[DataType] Initial support of fp8 (e4m3/e5m2) #14863

yzh119 · 2023-05-16T21:42:07Z

Motivation

Recently NVIDIA announced official support of the fp8 data type: e4m3 and e5m2, the first one has 4 bits for exponent and 3 bits for mantissa while the second one has 5 bits for exponent and 2 bits for mantissa, and NVIDIA encourages using e4m3 for forward and e5m2 (larger dynamic range) for backward. Currently, TVM has no support for these data types, as the first step to support fp8, this PR adds new type codes for e4m3_float8 and e5m2_float8, and implement legalization passes FP8ComputeLegalize and FP8StorageLegalize so that we can use them for backends that do not have native fp8 support.

Future Work

Emit CUDA fp8 primitives in CUDA codegen.
Support wgmma.mma_async.sync ptx assembly to use fp8 tensor cores in Ada/Hopper.
Support fp8 in dlpack.

Notes

Infinity and NaN are not handled in our legalization pass (this behavior is the same as our previous BF16 legalization implementation) because it's costly to support them on the software side.

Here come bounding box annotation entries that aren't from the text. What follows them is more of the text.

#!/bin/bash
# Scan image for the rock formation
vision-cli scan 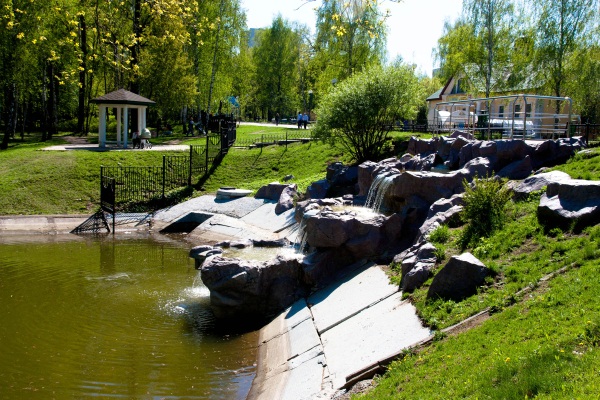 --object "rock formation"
[197,133,584,317]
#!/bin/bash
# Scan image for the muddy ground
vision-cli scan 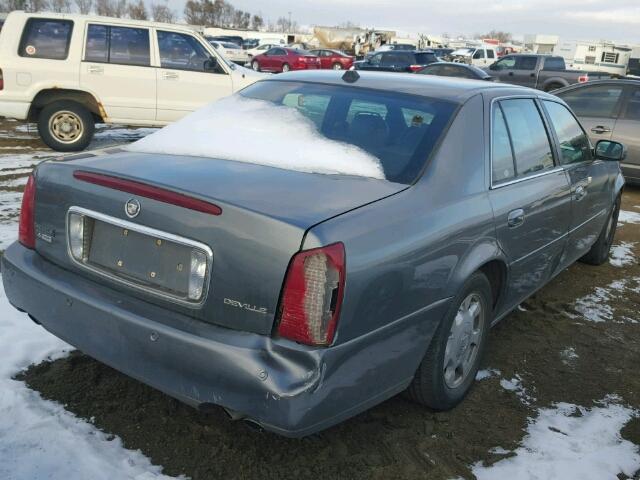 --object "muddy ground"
[0,122,640,480]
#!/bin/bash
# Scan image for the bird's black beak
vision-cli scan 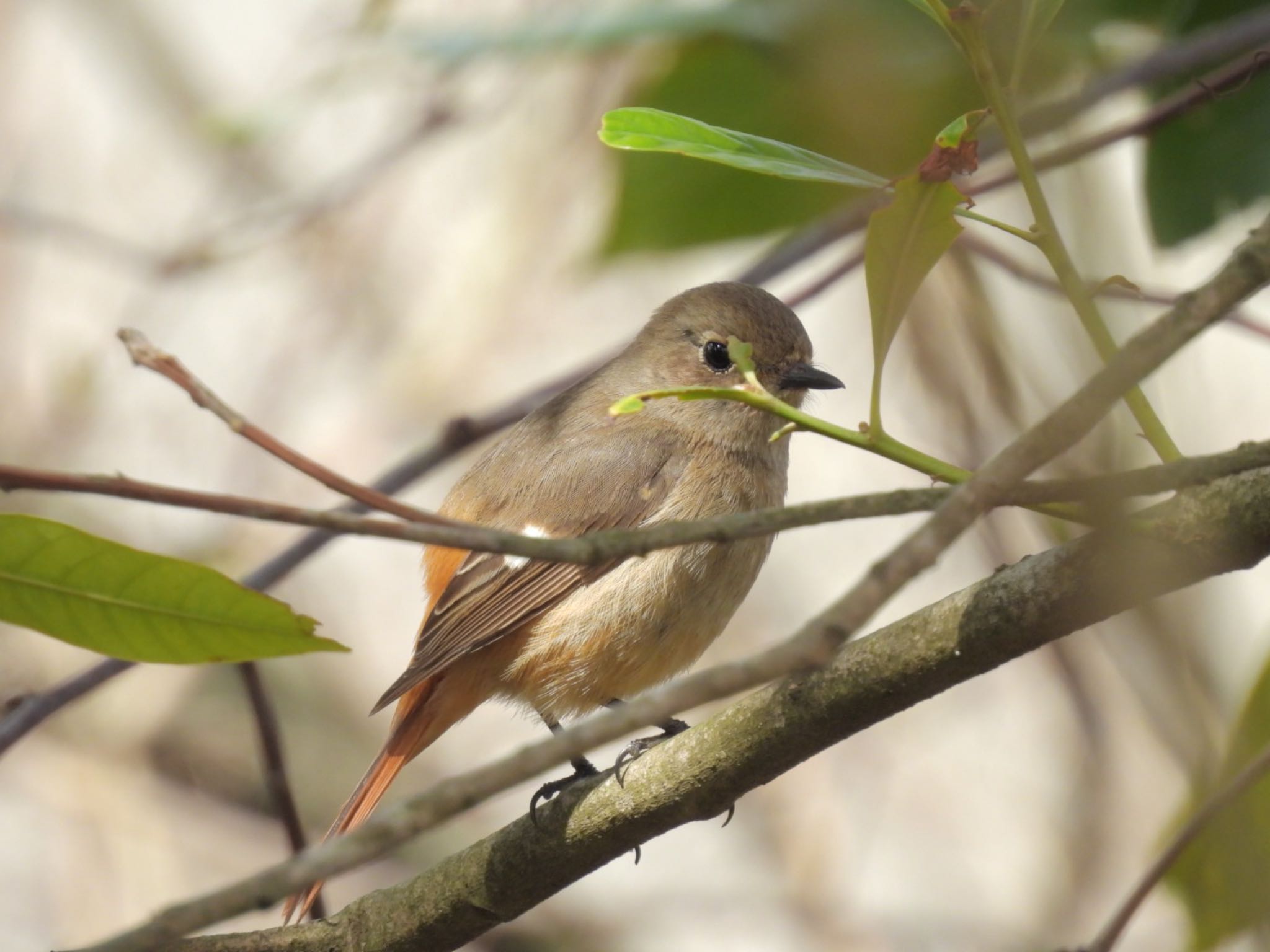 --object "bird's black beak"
[781,363,846,390]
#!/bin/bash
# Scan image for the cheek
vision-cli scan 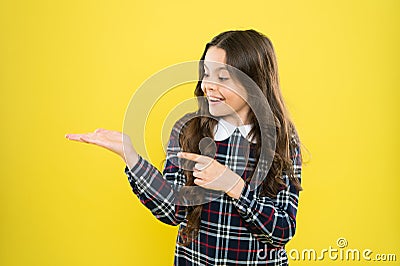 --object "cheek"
[224,90,247,107]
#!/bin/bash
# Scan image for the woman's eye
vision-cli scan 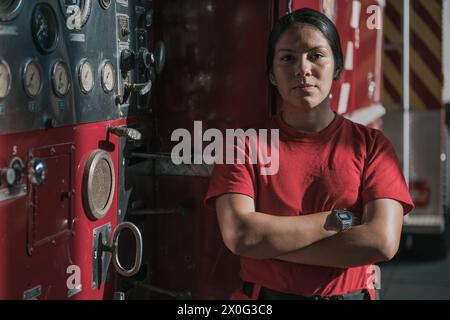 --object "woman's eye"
[311,53,323,61]
[281,55,294,62]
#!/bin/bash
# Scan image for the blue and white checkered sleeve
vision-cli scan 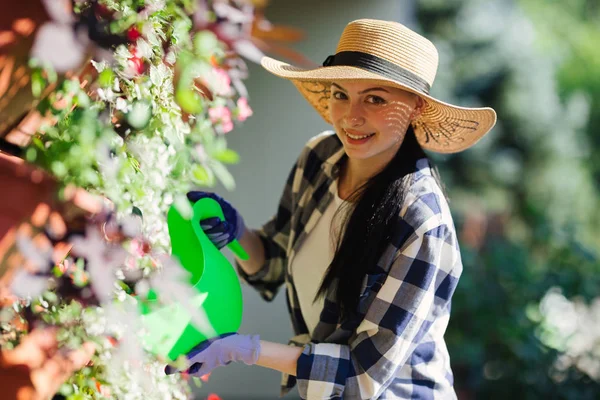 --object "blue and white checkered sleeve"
[297,214,462,399]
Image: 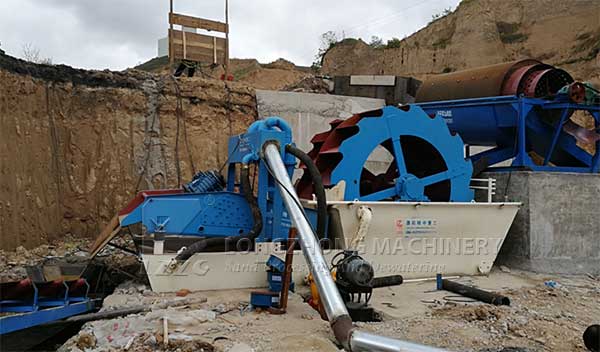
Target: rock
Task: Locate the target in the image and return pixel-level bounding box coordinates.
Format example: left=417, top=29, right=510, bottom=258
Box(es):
left=144, top=335, right=157, bottom=347
left=227, top=342, right=254, bottom=352
left=175, top=288, right=192, bottom=297
left=77, top=332, right=97, bottom=350
left=533, top=337, right=546, bottom=345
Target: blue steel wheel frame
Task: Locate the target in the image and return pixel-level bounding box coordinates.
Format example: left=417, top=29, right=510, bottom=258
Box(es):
left=298, top=105, right=473, bottom=202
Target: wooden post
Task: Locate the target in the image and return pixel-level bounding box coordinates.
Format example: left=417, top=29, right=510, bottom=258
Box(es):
left=168, top=0, right=175, bottom=72
left=225, top=0, right=229, bottom=80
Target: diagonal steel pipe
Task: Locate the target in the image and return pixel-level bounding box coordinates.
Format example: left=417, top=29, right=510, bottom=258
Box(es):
left=263, top=143, right=446, bottom=352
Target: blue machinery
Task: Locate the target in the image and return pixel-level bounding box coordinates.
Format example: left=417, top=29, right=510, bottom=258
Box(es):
left=119, top=118, right=304, bottom=242
left=420, top=96, right=600, bottom=173
left=113, top=106, right=473, bottom=250
left=0, top=279, right=95, bottom=335
left=416, top=60, right=600, bottom=173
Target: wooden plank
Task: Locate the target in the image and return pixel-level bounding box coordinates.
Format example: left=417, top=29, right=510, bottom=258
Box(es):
left=169, top=30, right=227, bottom=51
left=173, top=44, right=225, bottom=64
left=169, top=13, right=227, bottom=33
left=90, top=214, right=121, bottom=258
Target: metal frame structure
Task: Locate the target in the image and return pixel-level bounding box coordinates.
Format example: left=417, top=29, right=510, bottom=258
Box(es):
left=0, top=279, right=95, bottom=335
left=119, top=118, right=316, bottom=242
left=418, top=96, right=600, bottom=173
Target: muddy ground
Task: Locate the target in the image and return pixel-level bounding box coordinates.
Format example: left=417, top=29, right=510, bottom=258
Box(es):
left=0, top=239, right=600, bottom=351
left=55, top=270, right=600, bottom=351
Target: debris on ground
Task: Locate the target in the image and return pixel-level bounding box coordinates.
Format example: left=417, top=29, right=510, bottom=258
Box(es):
left=51, top=270, right=600, bottom=352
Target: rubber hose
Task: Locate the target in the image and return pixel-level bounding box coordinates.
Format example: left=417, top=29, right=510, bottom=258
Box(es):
left=285, top=144, right=327, bottom=239
left=175, top=165, right=263, bottom=261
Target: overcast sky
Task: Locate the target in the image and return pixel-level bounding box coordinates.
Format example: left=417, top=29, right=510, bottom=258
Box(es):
left=0, top=0, right=459, bottom=70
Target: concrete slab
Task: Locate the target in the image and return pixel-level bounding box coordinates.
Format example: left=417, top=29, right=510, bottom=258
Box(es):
left=483, top=172, right=600, bottom=275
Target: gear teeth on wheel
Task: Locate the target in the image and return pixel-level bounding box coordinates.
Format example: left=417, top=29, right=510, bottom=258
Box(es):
left=297, top=105, right=472, bottom=201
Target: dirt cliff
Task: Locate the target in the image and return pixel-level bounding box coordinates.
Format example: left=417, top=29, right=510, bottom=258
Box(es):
left=322, top=0, right=600, bottom=83
left=0, top=55, right=256, bottom=249
left=135, top=56, right=314, bottom=90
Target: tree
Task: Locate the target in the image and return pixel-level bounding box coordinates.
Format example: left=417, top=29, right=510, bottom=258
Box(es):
left=369, top=35, right=384, bottom=49
left=23, top=43, right=52, bottom=65
left=429, top=7, right=452, bottom=23
left=385, top=38, right=402, bottom=49
left=312, top=31, right=340, bottom=69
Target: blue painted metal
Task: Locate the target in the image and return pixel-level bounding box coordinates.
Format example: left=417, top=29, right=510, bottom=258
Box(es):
left=0, top=299, right=94, bottom=335
left=417, top=95, right=600, bottom=173
left=183, top=171, right=225, bottom=193
left=267, top=271, right=295, bottom=292
left=250, top=291, right=279, bottom=308
left=121, top=118, right=316, bottom=242
left=0, top=280, right=95, bottom=335
left=331, top=106, right=473, bottom=202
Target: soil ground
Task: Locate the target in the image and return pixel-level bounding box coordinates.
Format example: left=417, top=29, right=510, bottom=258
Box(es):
left=49, top=268, right=600, bottom=352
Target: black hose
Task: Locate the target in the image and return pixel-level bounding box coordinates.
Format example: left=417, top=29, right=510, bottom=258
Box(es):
left=285, top=144, right=327, bottom=239
left=440, top=279, right=510, bottom=306
left=175, top=165, right=263, bottom=261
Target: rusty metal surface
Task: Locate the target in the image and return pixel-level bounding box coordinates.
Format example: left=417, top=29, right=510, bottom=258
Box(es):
left=415, top=59, right=542, bottom=103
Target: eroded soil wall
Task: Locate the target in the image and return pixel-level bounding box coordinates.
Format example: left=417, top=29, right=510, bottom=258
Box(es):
left=0, top=55, right=256, bottom=249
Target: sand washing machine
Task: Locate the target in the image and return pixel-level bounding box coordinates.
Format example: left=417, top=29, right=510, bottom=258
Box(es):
left=416, top=60, right=600, bottom=173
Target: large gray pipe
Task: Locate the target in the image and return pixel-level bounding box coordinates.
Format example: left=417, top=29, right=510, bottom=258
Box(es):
left=263, top=143, right=446, bottom=352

It's the user's duty to guarantee that the conversion is safe.

Reference

cc @MasterJH5574 @masahi @tqchen @Hzfengsy

tvm-bot · 2023-05-16T21:42:11Z

Thanks for contributing to TVM! Please refer to the contributing guidelines https://tvm.apache.org/docs/contribute/ for useful information and tips. Please request code reviews from Reviewers by @-ing them in a comment.

No users to tag found in teams: datatype _{See #10317 for details}

_{Generated by tvm-bot}

Hzfengsy

Thanks for such great works! LGTM except some nits

src/tir/transforms/dtype_conversion.h

leandron

Thanks for the PR - I think adding support for fp8 is very positive.

I wonder if we should have an RFC, as this is adding a feature that may impact passes, schedules etc.

tqchen · 2023-05-17T14:10:16Z

Adding fp8 is unlikely going impact passes or schedules in a significant way, as most passes can start opt out the dtype :)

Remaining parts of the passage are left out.